JPMorgan: Private Blockchains Are Bitcoin's Biggest Structural Threat
0xBroomberg
JPMorgan's latest research report argues that institution-led permissioned blockchains — not large-scale sell-offs — pose the deepest structural risk to Bitcoin, as tokenization, payments, and settlement migrate away from public chains.
Strategy sold Bitcoin — why does JPMorgan say that's not the real risk?
Strategy sold 3,588 BTC for $216 million in early July to cover preferred-stock dividends — a single-sale record for the company.
JPMorgan sees this as short-term selling pressure, not a deep-seated threat.
This means → the market fixates on whale dumps, but the report points to a far larger structural problem lurking underneath.
"Private blockchains replacing public chains" — what does that actually mean?
Permissioned blockchains — closed networks only approved institutions can join — are winning institutional favor because they deliver privacy, KYC/AML compliance, high throughput, and legal accountability.

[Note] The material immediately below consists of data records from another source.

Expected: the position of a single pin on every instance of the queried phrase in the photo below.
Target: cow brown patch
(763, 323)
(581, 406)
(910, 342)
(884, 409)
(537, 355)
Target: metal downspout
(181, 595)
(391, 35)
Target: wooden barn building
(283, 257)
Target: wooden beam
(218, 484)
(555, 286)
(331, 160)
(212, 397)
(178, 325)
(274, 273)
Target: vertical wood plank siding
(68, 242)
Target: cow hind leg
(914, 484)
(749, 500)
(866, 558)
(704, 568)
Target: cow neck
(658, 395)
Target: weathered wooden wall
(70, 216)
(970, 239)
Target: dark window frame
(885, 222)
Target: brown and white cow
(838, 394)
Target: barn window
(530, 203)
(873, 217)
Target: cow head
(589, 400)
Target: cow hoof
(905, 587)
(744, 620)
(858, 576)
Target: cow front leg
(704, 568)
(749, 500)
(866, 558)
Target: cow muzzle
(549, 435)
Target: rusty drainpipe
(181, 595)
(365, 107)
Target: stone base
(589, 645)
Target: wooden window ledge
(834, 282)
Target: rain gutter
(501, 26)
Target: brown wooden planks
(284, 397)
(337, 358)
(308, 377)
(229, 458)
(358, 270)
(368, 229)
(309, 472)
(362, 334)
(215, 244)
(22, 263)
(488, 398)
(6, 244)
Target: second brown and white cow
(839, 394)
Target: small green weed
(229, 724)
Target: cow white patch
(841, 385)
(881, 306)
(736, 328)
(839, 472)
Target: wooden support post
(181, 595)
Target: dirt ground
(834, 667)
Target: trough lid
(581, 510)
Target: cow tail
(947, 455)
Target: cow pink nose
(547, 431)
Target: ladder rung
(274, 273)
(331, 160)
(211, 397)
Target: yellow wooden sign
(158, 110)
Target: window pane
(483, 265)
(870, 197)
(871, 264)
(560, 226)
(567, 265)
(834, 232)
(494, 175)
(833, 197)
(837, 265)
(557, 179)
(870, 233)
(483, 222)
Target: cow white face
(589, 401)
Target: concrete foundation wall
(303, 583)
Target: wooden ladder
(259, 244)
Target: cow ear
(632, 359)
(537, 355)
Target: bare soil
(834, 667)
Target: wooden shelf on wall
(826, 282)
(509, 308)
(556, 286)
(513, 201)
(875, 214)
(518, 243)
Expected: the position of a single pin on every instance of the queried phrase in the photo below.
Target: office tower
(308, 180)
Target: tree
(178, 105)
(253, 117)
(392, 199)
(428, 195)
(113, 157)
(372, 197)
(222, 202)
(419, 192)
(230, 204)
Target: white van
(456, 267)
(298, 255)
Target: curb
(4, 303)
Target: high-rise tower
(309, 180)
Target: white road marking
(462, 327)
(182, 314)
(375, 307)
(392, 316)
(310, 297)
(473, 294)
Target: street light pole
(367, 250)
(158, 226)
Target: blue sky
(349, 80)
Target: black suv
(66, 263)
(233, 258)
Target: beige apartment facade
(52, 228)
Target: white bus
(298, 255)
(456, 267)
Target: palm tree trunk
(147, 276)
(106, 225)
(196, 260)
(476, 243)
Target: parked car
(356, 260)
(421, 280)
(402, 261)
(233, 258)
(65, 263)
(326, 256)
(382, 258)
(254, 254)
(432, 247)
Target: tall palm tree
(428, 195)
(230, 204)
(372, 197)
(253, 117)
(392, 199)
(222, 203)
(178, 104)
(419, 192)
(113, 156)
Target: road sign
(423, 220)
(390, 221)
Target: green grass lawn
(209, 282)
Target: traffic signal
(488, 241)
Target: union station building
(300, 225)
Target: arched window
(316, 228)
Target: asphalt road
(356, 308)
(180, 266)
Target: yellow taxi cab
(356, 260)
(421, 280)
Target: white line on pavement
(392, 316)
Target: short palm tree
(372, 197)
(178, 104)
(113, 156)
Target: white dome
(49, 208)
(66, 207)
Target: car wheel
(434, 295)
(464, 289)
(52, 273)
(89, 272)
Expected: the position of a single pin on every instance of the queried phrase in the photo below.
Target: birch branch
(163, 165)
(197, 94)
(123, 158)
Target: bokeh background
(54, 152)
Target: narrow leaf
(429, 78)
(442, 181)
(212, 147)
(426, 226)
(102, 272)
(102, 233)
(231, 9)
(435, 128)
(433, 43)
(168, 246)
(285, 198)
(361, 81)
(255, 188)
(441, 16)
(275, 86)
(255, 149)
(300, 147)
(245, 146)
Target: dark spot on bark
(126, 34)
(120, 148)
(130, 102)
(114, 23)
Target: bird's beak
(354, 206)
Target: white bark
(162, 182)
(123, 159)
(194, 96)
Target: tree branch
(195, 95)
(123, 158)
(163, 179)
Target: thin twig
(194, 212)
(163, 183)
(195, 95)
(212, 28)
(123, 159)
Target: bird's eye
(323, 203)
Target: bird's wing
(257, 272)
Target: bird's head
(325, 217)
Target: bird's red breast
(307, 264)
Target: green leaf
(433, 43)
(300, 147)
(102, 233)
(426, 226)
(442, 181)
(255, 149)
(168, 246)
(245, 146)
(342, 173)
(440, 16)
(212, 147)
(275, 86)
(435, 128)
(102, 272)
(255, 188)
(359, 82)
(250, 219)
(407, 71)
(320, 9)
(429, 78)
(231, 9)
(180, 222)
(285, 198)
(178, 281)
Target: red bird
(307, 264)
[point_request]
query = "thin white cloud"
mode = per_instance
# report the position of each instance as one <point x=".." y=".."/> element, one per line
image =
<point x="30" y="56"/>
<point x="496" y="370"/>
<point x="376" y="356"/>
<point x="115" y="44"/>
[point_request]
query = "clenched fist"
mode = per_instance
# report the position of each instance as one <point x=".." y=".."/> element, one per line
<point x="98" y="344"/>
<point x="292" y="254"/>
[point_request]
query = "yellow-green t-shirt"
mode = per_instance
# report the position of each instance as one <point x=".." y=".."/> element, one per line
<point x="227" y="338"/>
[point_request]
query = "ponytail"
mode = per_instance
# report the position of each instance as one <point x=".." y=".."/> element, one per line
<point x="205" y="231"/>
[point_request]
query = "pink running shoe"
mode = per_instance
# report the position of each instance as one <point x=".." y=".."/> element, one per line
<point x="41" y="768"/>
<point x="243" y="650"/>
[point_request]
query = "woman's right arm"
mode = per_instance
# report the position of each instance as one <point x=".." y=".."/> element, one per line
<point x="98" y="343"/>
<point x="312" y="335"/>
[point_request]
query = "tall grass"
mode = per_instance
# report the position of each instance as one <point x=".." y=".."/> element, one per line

In plain terms = a public chain is an open highway anyone can use; a permissioned chain is a restricted lane for licensed players only — and institutions prefer the latter.
This means → if tokenization, payments, and settlement ultimately land on permissioned chains, public-chain ecosystems face shrinking liquidity, weaker capital inflows, and falling on-chain volume — pressure that ultimately reaches Bitcoin.
Could "deposit tokens" squeeze out stablecoins?
Tokenized deposits — digital certificates backed by bank deposits and covered by deposit insurance — could directly displace stablecoins in institutional payments if rolled out in the non-transferable form regulators prefer.
The Bank for International Settlements (BIS) has explicitly warned against using public permissionless chains for systemic financial infrastructure, pushing instead for a "unified ledger" housing tokenized central-bank money, bank deposits, and assets in a regulated, closed system.
This reflects a deeper regulatory logic: financial infrastructure must be controllable, and public chains are inherently uncontrollable — a structural contradiction, not a technical one.
Real-world asset tokenization — how much can public chains keep?
The real-world asset tokenization (RWA) market is approaching $50 billion, mostly still running on Ethereum — but JPMorgan views this as early-stage experimentation, not a settled landscape.
As adoption deepens, issuance, custody, and settlement may migrate to private infrastructure, leaving public chains with only distribution and interoperability roles — a trend already visible in DTCC's and Securitize's recent work.
In plain terms = public chains serve as the testing ground today, but once the business model is proven, core functions may move inside institutions' own walled gardens, with public chains reduced to a shopfront window.
Could this thesis be overturned?
JPMorgan itself lists three scenarios that could flip the call: a hybrid model where permissioned and public chains coexist, accelerated stablecoin adoption under a friendly regulatory regime, and Bitcoin maintaining its "digital gold" positioning regardless of what happens to other crypto assets.
Yet even if the Crypto Clarity Act passes this year, it could boost bank-issued deposit tokens instead, further shrinking public-chain stablecoin share.
This means → "regulation-friendly" does not automatically equal "public-chain-friendly" — new rules may pave the road for permissioned chains instead, leaving public chains a shorter window than the market expects.
Content is for reference only, not financial advice.